- Year: 2018
- Vol: 5
- Number: 2
One of the most well-known requirements in educational settings is the need to know what happens in a course, lesson plan or full academic programme. That is true for any type of education but in particular for Open Education with the multiple dimensions of openness. On the one hand, educators (i.e. teachers, professors, tutors, etc.) and practitioners in Open Education need to reshape the course plan according to the actual features of the learners (e.g., learning styles, motivation, performance, et cetera) and therefore they require real-time analytical information to supervise, assess, adapt and offer feedback to the learners. On the other hand, Open Education offers specific opportunities through online learning using Open Educational Resources (OER) and providing Massive Open Online Courses (MOOCs).
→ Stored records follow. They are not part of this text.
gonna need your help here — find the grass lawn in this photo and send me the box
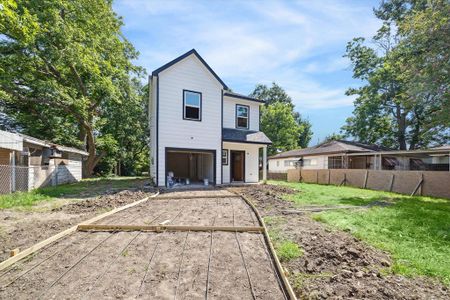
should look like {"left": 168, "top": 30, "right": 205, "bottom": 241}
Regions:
{"left": 0, "top": 177, "right": 148, "bottom": 209}
{"left": 269, "top": 180, "right": 450, "bottom": 285}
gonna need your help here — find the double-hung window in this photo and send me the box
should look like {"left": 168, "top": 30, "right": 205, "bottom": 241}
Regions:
{"left": 183, "top": 90, "right": 201, "bottom": 121}
{"left": 236, "top": 104, "right": 249, "bottom": 129}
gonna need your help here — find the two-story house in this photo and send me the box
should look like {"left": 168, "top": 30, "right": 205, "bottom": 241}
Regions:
{"left": 149, "top": 49, "right": 271, "bottom": 187}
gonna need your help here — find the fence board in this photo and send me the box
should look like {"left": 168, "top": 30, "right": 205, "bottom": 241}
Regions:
{"left": 287, "top": 168, "right": 450, "bottom": 199}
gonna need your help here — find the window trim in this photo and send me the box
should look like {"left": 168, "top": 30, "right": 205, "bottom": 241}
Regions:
{"left": 222, "top": 149, "right": 228, "bottom": 165}
{"left": 235, "top": 104, "right": 250, "bottom": 129}
{"left": 183, "top": 89, "right": 202, "bottom": 121}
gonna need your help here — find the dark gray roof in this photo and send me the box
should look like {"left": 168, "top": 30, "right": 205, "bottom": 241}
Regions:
{"left": 223, "top": 91, "right": 265, "bottom": 103}
{"left": 223, "top": 128, "right": 272, "bottom": 145}
{"left": 432, "top": 144, "right": 450, "bottom": 150}
{"left": 152, "top": 49, "right": 228, "bottom": 89}
{"left": 269, "top": 140, "right": 389, "bottom": 159}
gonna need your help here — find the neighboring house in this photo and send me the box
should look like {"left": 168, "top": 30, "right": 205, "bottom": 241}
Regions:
{"left": 0, "top": 130, "right": 88, "bottom": 193}
{"left": 269, "top": 140, "right": 450, "bottom": 173}
{"left": 268, "top": 140, "right": 388, "bottom": 173}
{"left": 148, "top": 49, "right": 271, "bottom": 187}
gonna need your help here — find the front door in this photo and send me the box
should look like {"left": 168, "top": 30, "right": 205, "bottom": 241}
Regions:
{"left": 230, "top": 151, "right": 245, "bottom": 182}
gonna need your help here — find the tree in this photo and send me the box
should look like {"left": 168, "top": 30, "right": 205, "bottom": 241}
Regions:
{"left": 260, "top": 102, "right": 300, "bottom": 155}
{"left": 249, "top": 83, "right": 294, "bottom": 107}
{"left": 0, "top": 0, "right": 143, "bottom": 175}
{"left": 250, "top": 82, "right": 313, "bottom": 149}
{"left": 323, "top": 133, "right": 345, "bottom": 143}
{"left": 342, "top": 0, "right": 449, "bottom": 150}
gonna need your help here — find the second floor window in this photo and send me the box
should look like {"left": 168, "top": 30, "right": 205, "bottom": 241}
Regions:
{"left": 236, "top": 104, "right": 249, "bottom": 129}
{"left": 183, "top": 90, "right": 201, "bottom": 121}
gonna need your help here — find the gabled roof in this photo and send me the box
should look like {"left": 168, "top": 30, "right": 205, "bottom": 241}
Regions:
{"left": 432, "top": 144, "right": 450, "bottom": 150}
{"left": 151, "top": 49, "right": 228, "bottom": 89}
{"left": 223, "top": 128, "right": 272, "bottom": 145}
{"left": 269, "top": 140, "right": 389, "bottom": 159}
{"left": 224, "top": 91, "right": 265, "bottom": 104}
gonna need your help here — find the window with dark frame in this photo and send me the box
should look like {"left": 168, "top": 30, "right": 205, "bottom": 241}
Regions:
{"left": 236, "top": 104, "right": 249, "bottom": 129}
{"left": 183, "top": 90, "right": 201, "bottom": 121}
{"left": 222, "top": 149, "right": 228, "bottom": 165}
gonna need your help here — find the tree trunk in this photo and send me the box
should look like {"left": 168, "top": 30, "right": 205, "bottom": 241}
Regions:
{"left": 396, "top": 105, "right": 407, "bottom": 150}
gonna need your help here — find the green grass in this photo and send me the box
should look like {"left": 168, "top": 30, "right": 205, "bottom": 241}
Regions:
{"left": 270, "top": 181, "right": 450, "bottom": 285}
{"left": 268, "top": 180, "right": 413, "bottom": 207}
{"left": 264, "top": 216, "right": 303, "bottom": 262}
{"left": 0, "top": 176, "right": 147, "bottom": 209}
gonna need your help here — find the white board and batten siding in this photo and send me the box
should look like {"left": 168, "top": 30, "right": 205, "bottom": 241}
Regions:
{"left": 222, "top": 142, "right": 260, "bottom": 184}
{"left": 149, "top": 76, "right": 158, "bottom": 181}
{"left": 223, "top": 96, "right": 260, "bottom": 131}
{"left": 152, "top": 55, "right": 223, "bottom": 186}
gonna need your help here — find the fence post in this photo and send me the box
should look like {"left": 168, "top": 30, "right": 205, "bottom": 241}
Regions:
{"left": 316, "top": 170, "right": 319, "bottom": 184}
{"left": 327, "top": 169, "right": 331, "bottom": 185}
{"left": 11, "top": 155, "right": 16, "bottom": 192}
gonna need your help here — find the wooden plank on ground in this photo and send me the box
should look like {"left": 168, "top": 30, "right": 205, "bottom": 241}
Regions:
{"left": 77, "top": 224, "right": 264, "bottom": 233}
{"left": 154, "top": 194, "right": 239, "bottom": 200}
{"left": 0, "top": 192, "right": 160, "bottom": 272}
{"left": 237, "top": 192, "right": 297, "bottom": 300}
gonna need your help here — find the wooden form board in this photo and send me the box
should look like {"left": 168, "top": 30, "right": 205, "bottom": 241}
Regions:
{"left": 0, "top": 192, "right": 160, "bottom": 272}
{"left": 154, "top": 194, "right": 239, "bottom": 200}
{"left": 77, "top": 224, "right": 264, "bottom": 233}
{"left": 237, "top": 192, "right": 297, "bottom": 300}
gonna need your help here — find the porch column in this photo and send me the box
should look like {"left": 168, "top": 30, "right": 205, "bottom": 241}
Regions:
{"left": 262, "top": 146, "right": 267, "bottom": 181}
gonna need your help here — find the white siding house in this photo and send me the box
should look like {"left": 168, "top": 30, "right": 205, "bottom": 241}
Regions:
{"left": 149, "top": 49, "right": 271, "bottom": 187}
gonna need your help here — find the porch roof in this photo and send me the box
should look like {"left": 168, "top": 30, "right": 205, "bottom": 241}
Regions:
{"left": 222, "top": 128, "right": 272, "bottom": 145}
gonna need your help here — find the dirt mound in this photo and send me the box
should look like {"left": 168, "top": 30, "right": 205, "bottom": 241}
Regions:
{"left": 53, "top": 189, "right": 152, "bottom": 214}
{"left": 234, "top": 185, "right": 449, "bottom": 300}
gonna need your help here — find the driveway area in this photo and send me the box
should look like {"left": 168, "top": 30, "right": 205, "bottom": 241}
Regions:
{"left": 0, "top": 189, "right": 288, "bottom": 299}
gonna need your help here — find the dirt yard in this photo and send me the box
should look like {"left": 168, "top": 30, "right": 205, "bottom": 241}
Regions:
{"left": 0, "top": 188, "right": 154, "bottom": 262}
{"left": 0, "top": 190, "right": 287, "bottom": 299}
{"left": 231, "top": 184, "right": 449, "bottom": 300}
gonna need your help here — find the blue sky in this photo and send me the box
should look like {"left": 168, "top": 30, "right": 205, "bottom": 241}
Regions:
{"left": 114, "top": 0, "right": 381, "bottom": 146}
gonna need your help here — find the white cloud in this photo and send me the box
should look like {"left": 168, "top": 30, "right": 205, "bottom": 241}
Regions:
{"left": 115, "top": 0, "right": 380, "bottom": 109}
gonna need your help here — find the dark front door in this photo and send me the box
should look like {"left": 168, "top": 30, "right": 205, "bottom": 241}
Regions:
{"left": 230, "top": 151, "right": 245, "bottom": 182}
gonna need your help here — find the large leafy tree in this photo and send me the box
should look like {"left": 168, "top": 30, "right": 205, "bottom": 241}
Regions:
{"left": 260, "top": 102, "right": 300, "bottom": 155}
{"left": 342, "top": 0, "right": 449, "bottom": 150}
{"left": 250, "top": 82, "right": 313, "bottom": 149}
{"left": 0, "top": 0, "right": 144, "bottom": 175}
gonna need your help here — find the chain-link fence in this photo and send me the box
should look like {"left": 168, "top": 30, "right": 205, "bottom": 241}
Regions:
{"left": 0, "top": 165, "right": 32, "bottom": 194}
{"left": 0, "top": 164, "right": 75, "bottom": 194}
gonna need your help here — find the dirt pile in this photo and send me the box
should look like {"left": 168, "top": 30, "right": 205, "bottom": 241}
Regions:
{"left": 234, "top": 184, "right": 449, "bottom": 300}
{"left": 53, "top": 189, "right": 153, "bottom": 214}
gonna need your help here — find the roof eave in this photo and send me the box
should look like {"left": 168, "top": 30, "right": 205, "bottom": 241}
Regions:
{"left": 223, "top": 92, "right": 265, "bottom": 104}
{"left": 151, "top": 49, "right": 229, "bottom": 90}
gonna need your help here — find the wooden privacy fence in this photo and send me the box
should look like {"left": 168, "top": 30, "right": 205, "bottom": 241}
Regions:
{"left": 287, "top": 169, "right": 450, "bottom": 199}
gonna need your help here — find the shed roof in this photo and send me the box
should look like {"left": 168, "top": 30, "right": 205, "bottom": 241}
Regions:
{"left": 0, "top": 130, "right": 88, "bottom": 156}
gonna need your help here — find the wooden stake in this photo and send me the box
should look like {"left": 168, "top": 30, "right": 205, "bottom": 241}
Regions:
{"left": 0, "top": 192, "right": 160, "bottom": 272}
{"left": 363, "top": 170, "right": 368, "bottom": 189}
{"left": 9, "top": 248, "right": 19, "bottom": 257}
{"left": 411, "top": 174, "right": 424, "bottom": 196}
{"left": 77, "top": 224, "right": 264, "bottom": 233}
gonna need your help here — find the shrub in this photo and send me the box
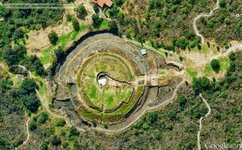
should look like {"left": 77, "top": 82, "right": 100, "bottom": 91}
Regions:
{"left": 76, "top": 4, "right": 87, "bottom": 19}
{"left": 55, "top": 118, "right": 66, "bottom": 127}
{"left": 29, "top": 120, "right": 37, "bottom": 131}
{"left": 69, "top": 126, "right": 79, "bottom": 137}
{"left": 51, "top": 135, "right": 61, "bottom": 146}
{"left": 109, "top": 21, "right": 119, "bottom": 35}
{"left": 48, "top": 31, "right": 58, "bottom": 45}
{"left": 2, "top": 46, "right": 26, "bottom": 66}
{"left": 192, "top": 77, "right": 211, "bottom": 95}
{"left": 72, "top": 19, "right": 80, "bottom": 31}
{"left": 211, "top": 59, "right": 220, "bottom": 73}
{"left": 178, "top": 96, "right": 187, "bottom": 110}
{"left": 37, "top": 112, "right": 49, "bottom": 124}
{"left": 22, "top": 93, "right": 40, "bottom": 113}
{"left": 92, "top": 14, "right": 103, "bottom": 28}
The online environments and platforms provide huge amount of data on all activities (a huge Excel sheet, labelled as Big Data). More importantly, Open Education with open teaching and learning is now commonly shaped by a learner- centred approach that pushes the learners to be the driver of their own learning. That is, learners require awareness to self-assess their progress along the course and make decisions for their next steps. In short, Open Education is now an always changing process that requires effective support for the decision making process by the educators and the learners.
Open Education can benefit from Big Data and Learning Analytics used and analysed in the right way as well as Open Education can be the enabler for a broader implementation and acceptance of Big Data and Learning Analytics, again if realized in the correct way. Recent research shows the upcoming relevance of Big Data in Open Education through decision support systems aiming at learners and educators, usually representing the information with information visualization techniques and dashboards. There are a lot of on-going research projects related Learning Analytics and Open Education that are producing interesting results to improve learning quality and to achieve societal impact. In this special issue, we present just a selection of fine papers focused on analytics (Moreno et al.), an intelligent assistant, higher education, vocational education, employment, gamification, augmented reality and Open Educational Resources. We hope that the reader enjoys as much as we did, as editors of this double-blind, peer reviewed compilation.